DooDiligence Posted March 30, 2025 Posted March 30, 2025 (edited) 49 minutes ago, Charlie said: +1000 What happened to the most impressive democracy of the world? Brain smoother extraordinaire. Edited March 30, 2025 by DooDiligence
TwoCitiesCapital Posted March 30, 2025 Posted March 30, 2025 8 hours ago, Milu said: Perhaps you are right. I still have the belief that all this noise about sales falling off a cliff or people boycotting Tesla will either have less impact that people think or be more short lived than people think. There is often a massive gap between what people think in the real world and what you read on Reddit/twitter. I remain convinced that for 95% of people world wide Elon Musks politics are not top of mind when they decide what car they are going to buy or not buy. Perhaps 95% is correct, but we care about are the minority that buy Teslas. CA is bigger than the next 3-4 states combined for Tesla. Do you think politics and Elon's image are top of mind for buyers in CA? Germany is Teslas largest European market? Do you think the Hitler-salute is something most Germans will just look past when choosing an EV? You're generalizing - and are probably right about the generalization. But what matters are the specifics. Tesla has long catered to left-of-center individuals for their customer base ...and then Elon went full MAGA and is alienating his core customer base. Way more than 5% of Tesla customers care about their image and being associated with a seemingly out-of-touch billionaire/white supremacist. 2 hours ago, lnofeisone said: People may forget about Elon's clowning but the fact that his competitors took advantage and took market share from Tesla will persist at least a couple of years. Unless Tesla pulls off some sort of miracle (very well can happen), there is an uphill battle for them in the cards. +1 Customer acquisition is hard.
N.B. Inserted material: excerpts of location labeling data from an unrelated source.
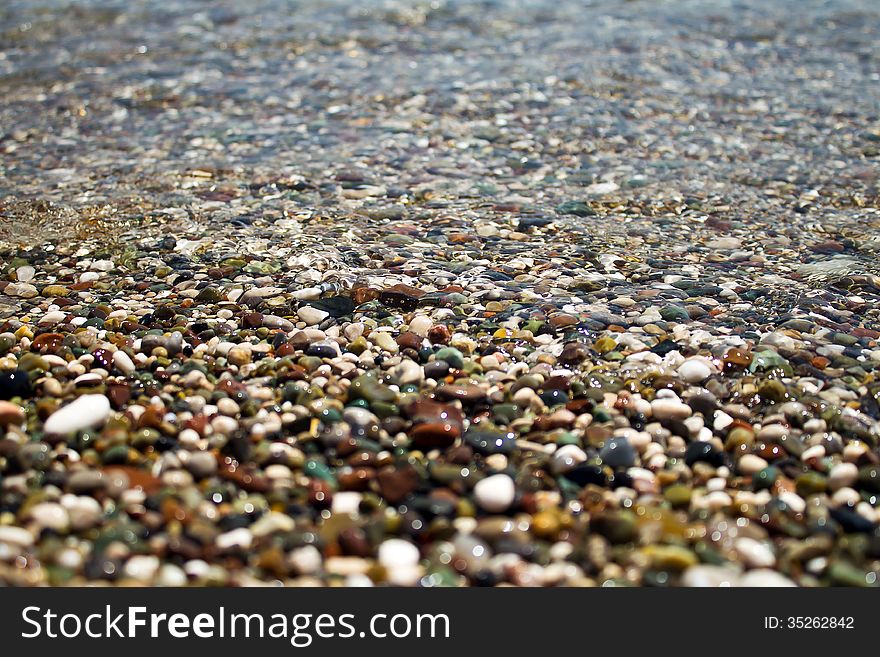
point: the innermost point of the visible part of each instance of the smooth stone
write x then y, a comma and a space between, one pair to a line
397, 553
694, 370
123, 362
10, 414
312, 316
707, 576
85, 412
567, 457
618, 453
756, 554
495, 493
666, 409
703, 452
843, 475
50, 515
765, 578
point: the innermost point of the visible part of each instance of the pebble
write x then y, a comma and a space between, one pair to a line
495, 493
84, 412
427, 341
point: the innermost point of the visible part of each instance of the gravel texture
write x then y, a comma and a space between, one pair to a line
440, 294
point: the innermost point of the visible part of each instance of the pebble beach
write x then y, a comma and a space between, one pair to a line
495, 293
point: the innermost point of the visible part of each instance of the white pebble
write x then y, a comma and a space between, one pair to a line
756, 554
665, 409
123, 361
85, 412
397, 553
495, 494
695, 370
842, 475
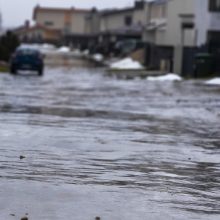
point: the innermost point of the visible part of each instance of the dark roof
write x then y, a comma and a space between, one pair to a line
58, 10
116, 11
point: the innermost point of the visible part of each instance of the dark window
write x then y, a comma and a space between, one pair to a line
214, 5
128, 20
48, 23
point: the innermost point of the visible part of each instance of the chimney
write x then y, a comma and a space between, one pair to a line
139, 5
27, 24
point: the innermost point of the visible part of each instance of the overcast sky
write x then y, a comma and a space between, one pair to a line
14, 12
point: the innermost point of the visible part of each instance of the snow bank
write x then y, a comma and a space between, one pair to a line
63, 49
127, 63
98, 57
215, 81
168, 77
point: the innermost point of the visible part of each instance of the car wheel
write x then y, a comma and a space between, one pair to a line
13, 70
40, 72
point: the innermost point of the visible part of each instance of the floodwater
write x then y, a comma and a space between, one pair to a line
94, 145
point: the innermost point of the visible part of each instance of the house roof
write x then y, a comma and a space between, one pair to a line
35, 27
116, 11
38, 9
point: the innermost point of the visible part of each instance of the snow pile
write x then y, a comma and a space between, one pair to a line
126, 64
85, 53
98, 57
63, 49
48, 47
168, 77
215, 81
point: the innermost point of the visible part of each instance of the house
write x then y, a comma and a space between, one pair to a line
177, 30
208, 31
37, 34
121, 24
70, 22
170, 27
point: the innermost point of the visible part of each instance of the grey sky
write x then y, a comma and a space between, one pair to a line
14, 12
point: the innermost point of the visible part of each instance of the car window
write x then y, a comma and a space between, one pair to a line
27, 53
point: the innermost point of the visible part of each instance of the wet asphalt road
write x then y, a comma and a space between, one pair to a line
120, 149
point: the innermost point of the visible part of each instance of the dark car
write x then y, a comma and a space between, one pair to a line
27, 59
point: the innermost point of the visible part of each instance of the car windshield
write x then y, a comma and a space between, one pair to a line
27, 52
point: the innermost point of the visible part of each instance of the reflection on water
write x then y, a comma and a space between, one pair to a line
137, 149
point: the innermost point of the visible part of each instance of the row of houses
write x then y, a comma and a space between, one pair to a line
173, 31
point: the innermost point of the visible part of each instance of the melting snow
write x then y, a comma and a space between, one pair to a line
168, 77
126, 63
215, 81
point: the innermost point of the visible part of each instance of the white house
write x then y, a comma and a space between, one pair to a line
177, 27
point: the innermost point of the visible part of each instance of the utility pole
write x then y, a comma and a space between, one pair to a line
0, 21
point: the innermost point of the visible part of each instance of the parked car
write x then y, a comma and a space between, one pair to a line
27, 59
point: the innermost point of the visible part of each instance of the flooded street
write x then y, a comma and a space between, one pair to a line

You want to keep the ones you have from trying out competing products or you won't get some of them back. Tesla is both alienating existing customers while also giving new customers a reason to stay away. All at a time where they're actually getting competition from higher end EVs for the first time ever ....
Spooky Posted March 30, 2025 Posted March 30, 2025 On 3/29/2025 at 3:53 PM, cubsfan said: I'm very happy about what I see. The FBI, DOJ, CIA all need a good housecleaning. In the last 3 elections, Washington DC voted 95% democratic - all in protection of DC. You go nowhere in DC as a Republican - so weaponization was a natural result. You need to set examples for corruption. That's what's coming. They broke the law and they will all have fair trials. It's going to be the only way to reclaim the Federal government. People that did nothing have nothing to fear. Cubs the last director of the FBI, Christopher Wray, was appointed by Trump and was a Republican.
LC Posted March 30, 2025 Posted March 30, 2025 Never let facts get in the way of a good rallying call. I should save reading these posts for the evening, when I've had a glass of wine and can enjoy a good laugh.
TwoCitiesCapital Posted March 30, 2025 Posted March 30, 2025 1 hour ago, DooDiligence said: I believe more could be accomplished with messaging centered around integrity, altruism, hope and fraternity, with a generous dose of good old Japanese frugality to address mindless consumerism. Fear, hate and divisiveness are the tools of despots. It never goes or ends well for the people. +1 It's not like Republicans are a party against mindless consumerism. Their president was a reality TV star It's a cultural change that needs to happen beyond politics if we want a society focused on creating value instead of consuming trash.